I had an informal benchmark on my laptop on ES 5.6.3 (the less optimised SSL stack only affects sub 6.0 versions of ES).
I measured a 15% decrease of average requests/s between 1.16.14 (standard ROR SSL) and 1.16.15-pre8 (SearchGuard-style , one SSL per connection) with the following conditions:

  • Simple GET /
  • 400 parallel HTTPS Connections
  • I ran the test 4 times for each version and elected the best result.

I think it’s acceptable because it affects old versions and unlocks the protocol and cipher selection. Also because it’s tested on GET / which is unrealistically quick to serve for ES, since it does not touch storage.

What do you think?

When you say it impacts only sub 6.0 version, currently it will be mostly entire ES user base as not many would have moved to 6.x version :smiley: So I am assuming this will happen irrespective of whether allowed protocols feature is used OR if ROR defaults to server default. Is that correct assumption?

For us, the throughput will be acceptable as our user base is small and we will be coming from an avg 3 second search from current application to sub-second search response via ES. So our user base will definitely not see this difference.

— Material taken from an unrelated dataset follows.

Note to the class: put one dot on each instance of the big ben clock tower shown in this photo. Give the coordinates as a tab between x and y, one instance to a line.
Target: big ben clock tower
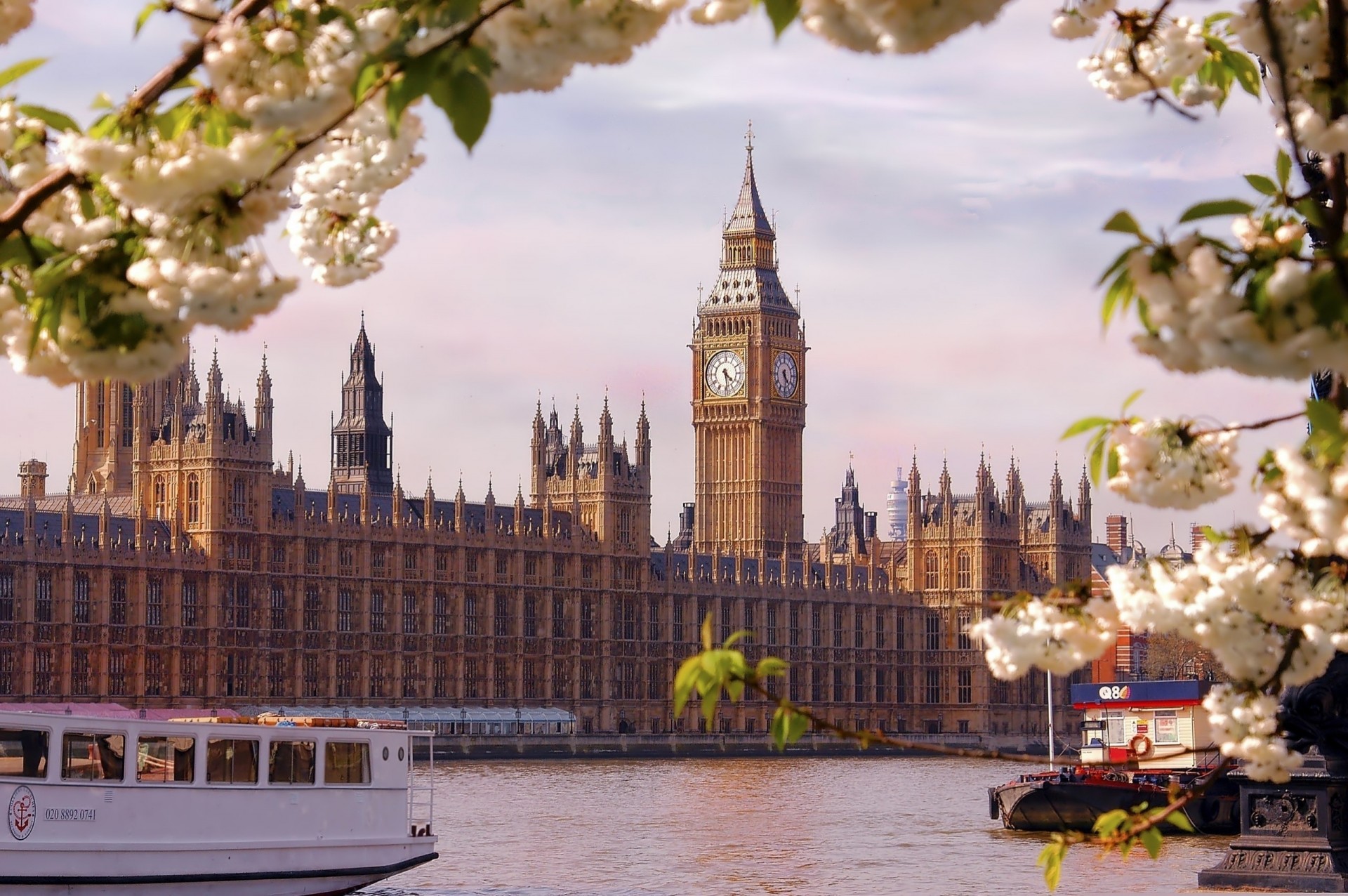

Do you want to get a second opinion from one of the other ROR users?

15% degradation benchmarked on localhost, without accessing storage… I think it’s not big deal. Plus, it’s not affecting the 3 newest ES releases. I’d move forward.

Ok. I will look forward for the final release so that we can integrate it in higher lanes. Thanks for adding this feature!

1 Like

No thanks for driving this, it’s quite a nice feature to have!